FX Trading Idea – EUR/USD


Sell EUR/USD at 0.9800. Stop at 1.0030 and profit target at 0.9335. Time duration is about 3-6 months

Technical View

Price remains in a downtrend channel that started in early February 2022. Even the most recent low was inside the 8-month downtrend channel. After the recent low, the corrective rally was capped by the 20EMA, keeping the downtrend intact. During the recent lows, there were no divergence warnings given by the MACD indicator. This is a hint that the current downtrend is not about to reverse as yet. We are likely to see this downtrend continues. MACD reminds in a bearish trend with both of its lines below the zero line. Stochastic is also weak. 20EMA is also bearish and hinting at a bearish price trend.

Fundamental View

The euro is likely to be weighed down by war in Ukraine. The war has led to commodity prices going up due to a shortage of supply. Ukraine is a major supplier of gains to Eurozone and the war has led to farmlands being scorched by war. Farmers have also left their farms to fight in the war. The war has also led to embargo and sanctions on Russia, whom has also reacted by cutting Europe’s supply of energy. Europe imports most of its energy needs from Russia. Soaring energy prices in Europe has led to inflation in August 2022 coming in at 9.1% for the Eurozone.
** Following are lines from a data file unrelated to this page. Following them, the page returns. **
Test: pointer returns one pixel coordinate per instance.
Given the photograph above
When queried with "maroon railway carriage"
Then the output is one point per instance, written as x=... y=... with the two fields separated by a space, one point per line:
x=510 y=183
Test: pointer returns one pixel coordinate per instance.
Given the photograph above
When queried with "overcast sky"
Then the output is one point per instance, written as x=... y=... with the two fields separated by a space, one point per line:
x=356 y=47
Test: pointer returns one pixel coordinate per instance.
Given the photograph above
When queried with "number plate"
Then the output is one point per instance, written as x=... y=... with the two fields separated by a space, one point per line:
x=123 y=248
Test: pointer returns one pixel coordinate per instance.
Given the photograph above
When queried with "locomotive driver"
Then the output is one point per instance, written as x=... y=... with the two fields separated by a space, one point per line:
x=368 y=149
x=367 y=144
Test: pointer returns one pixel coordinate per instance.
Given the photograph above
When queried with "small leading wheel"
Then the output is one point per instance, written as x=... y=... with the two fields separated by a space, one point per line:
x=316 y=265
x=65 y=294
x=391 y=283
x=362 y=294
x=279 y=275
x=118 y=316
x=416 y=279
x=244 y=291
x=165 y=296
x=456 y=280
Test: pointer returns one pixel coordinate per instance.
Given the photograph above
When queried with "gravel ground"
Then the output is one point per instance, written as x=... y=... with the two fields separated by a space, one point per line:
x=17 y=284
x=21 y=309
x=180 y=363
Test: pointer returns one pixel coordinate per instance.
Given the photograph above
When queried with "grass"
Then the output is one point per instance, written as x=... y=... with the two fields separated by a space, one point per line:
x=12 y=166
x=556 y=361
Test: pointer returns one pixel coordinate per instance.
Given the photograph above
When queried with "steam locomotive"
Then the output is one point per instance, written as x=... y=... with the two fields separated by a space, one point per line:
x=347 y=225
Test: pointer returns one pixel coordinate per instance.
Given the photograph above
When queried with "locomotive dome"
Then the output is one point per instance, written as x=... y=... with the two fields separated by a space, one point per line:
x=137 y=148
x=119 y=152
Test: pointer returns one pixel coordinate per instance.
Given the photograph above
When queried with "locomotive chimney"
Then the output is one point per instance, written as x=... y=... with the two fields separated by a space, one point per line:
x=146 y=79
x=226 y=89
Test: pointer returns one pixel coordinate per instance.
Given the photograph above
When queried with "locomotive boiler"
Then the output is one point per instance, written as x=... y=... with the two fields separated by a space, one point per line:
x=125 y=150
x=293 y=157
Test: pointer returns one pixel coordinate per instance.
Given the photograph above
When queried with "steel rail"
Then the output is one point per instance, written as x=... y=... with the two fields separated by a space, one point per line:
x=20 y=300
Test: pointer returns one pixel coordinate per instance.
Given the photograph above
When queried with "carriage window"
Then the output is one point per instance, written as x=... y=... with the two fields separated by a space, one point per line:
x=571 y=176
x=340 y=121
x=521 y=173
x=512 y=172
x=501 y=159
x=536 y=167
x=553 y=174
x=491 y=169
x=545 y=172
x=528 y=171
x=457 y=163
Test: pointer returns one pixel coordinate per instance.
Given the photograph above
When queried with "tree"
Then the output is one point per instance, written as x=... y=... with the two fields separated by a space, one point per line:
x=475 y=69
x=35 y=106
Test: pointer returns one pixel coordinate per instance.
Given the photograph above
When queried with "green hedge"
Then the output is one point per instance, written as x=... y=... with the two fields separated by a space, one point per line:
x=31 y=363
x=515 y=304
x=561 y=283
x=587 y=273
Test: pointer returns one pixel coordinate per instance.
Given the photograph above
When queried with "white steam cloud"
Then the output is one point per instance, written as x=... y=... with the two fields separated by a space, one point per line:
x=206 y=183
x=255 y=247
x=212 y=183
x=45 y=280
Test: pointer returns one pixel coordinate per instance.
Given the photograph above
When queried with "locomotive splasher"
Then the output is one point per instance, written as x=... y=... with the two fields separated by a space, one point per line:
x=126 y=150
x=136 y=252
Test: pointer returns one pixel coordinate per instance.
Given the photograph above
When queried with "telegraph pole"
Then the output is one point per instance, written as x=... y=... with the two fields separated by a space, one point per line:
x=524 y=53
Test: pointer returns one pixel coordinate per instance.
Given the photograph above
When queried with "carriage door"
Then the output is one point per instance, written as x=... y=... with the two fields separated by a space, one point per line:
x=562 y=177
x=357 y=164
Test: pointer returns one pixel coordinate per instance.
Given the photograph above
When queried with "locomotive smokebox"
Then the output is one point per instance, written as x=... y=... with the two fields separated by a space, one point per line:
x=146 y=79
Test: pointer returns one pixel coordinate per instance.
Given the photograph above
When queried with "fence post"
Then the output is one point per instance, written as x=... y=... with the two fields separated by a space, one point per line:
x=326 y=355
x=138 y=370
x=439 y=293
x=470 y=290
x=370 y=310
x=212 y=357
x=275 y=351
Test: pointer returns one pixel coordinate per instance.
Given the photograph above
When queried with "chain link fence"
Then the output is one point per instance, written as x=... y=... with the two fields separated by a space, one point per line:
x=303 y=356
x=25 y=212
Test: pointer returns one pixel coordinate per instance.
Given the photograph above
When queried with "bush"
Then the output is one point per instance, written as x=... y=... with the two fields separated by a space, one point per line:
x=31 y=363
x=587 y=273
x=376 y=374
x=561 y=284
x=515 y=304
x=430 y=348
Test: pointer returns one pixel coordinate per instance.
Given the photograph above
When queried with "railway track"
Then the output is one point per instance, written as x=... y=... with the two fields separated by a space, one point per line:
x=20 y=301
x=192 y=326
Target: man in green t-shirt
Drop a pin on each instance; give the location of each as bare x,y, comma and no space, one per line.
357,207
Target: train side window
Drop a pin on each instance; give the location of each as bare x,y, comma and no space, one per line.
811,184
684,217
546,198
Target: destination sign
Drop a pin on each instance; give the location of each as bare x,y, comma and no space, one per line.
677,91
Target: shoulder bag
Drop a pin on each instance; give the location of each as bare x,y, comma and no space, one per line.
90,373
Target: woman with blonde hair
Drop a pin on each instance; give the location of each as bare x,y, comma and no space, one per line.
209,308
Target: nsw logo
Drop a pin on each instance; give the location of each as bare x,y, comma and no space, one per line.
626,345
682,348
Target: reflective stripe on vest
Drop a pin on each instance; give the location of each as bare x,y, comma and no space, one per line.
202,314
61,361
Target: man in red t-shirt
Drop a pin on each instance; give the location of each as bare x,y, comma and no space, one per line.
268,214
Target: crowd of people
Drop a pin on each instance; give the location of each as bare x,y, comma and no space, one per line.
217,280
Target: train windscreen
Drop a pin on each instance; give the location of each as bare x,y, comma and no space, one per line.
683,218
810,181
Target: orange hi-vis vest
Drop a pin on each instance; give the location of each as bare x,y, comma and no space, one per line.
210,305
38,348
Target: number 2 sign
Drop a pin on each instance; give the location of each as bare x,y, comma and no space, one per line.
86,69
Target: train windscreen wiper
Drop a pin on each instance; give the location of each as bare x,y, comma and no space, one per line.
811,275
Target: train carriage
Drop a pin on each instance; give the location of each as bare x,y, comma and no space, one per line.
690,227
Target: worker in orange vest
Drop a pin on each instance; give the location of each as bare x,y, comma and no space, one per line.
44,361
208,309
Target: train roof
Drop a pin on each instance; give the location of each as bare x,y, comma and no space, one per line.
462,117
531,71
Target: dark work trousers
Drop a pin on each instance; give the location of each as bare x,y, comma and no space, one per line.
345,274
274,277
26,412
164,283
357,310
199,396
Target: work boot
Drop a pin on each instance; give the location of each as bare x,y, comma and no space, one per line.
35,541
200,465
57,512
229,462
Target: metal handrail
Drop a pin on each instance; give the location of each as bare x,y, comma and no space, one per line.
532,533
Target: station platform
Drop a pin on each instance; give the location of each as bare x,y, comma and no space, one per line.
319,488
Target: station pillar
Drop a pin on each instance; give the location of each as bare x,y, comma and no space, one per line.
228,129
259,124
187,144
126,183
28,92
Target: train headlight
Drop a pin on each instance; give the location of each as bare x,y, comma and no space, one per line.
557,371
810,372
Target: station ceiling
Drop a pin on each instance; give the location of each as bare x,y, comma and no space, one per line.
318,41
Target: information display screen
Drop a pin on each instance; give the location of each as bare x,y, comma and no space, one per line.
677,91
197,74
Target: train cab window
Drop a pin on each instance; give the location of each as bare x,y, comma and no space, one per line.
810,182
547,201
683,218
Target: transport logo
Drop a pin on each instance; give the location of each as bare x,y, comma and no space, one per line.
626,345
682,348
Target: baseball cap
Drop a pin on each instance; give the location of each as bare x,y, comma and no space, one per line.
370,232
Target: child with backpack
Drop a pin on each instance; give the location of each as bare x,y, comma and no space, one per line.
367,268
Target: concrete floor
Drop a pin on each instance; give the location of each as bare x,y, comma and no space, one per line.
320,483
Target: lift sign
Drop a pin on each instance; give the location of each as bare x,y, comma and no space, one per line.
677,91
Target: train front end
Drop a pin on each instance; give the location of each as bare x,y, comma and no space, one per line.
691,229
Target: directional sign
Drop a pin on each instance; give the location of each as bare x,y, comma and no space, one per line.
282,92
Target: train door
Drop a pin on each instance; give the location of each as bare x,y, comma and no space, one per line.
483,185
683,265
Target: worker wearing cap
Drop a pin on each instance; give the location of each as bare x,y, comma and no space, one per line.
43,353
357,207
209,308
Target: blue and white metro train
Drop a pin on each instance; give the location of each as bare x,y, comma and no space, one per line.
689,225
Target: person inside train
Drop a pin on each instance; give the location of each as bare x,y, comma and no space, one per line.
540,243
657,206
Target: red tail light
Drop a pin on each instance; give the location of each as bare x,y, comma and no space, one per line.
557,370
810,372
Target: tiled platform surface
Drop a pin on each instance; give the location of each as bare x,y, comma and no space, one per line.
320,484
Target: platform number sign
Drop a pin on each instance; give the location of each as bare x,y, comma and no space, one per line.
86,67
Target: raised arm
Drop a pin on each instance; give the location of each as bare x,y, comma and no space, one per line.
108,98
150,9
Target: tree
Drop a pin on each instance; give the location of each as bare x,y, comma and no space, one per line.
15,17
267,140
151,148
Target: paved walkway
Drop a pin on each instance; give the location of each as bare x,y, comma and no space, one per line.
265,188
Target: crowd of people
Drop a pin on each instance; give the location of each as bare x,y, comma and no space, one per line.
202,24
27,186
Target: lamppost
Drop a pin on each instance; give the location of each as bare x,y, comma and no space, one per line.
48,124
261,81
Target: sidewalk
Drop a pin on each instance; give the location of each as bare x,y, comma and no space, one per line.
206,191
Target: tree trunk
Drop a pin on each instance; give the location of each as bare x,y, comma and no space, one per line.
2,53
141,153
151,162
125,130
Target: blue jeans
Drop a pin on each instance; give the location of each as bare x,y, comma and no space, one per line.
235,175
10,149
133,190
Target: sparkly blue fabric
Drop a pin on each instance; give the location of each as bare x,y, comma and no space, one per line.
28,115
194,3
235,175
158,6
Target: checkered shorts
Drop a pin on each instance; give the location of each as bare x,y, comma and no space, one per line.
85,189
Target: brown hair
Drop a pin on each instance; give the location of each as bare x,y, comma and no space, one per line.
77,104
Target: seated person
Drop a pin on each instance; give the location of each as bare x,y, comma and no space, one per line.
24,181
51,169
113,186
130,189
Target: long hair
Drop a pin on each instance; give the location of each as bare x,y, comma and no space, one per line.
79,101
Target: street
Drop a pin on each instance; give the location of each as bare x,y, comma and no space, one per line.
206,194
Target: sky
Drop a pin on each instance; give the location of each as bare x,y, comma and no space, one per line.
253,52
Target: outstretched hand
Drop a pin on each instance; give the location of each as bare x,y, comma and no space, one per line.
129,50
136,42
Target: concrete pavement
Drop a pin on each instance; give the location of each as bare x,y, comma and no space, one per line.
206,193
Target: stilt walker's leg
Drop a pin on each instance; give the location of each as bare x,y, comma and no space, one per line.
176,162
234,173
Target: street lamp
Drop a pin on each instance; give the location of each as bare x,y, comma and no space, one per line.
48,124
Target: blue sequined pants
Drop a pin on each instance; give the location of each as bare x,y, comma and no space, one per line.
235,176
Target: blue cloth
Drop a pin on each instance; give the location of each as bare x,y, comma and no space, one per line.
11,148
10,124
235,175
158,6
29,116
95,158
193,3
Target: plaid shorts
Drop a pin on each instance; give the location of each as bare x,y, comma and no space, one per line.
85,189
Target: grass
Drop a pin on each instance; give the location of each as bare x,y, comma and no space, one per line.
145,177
The European Central Bank raised interest rate for the first time in 11 year. While higher interest rate is good for the Euro, inflation and high interest rate have sent financial markets into recession worries. Worries over recession outweigh the benefit of a higher interest rate in Eurozone. Interest rate in the U.S. is also higher than that in Europe. The higher interest rate in the U.S. gives the US dollar an advantage over the Euro dollar.

The Federal Reserve is also likely to hike interest rate over the next 6 months. Going by the Fed own projection, interest rate is likely to be at 4.4% by the end of 2022. Interest rate is likely to be at 4.6% at the end of 2023. While the Fed said, a recession could be avoid despite the rise in interest rate, this has decreased the financial market risk sentiment, leading to an increase in demand for the safe haven U.S. dollar.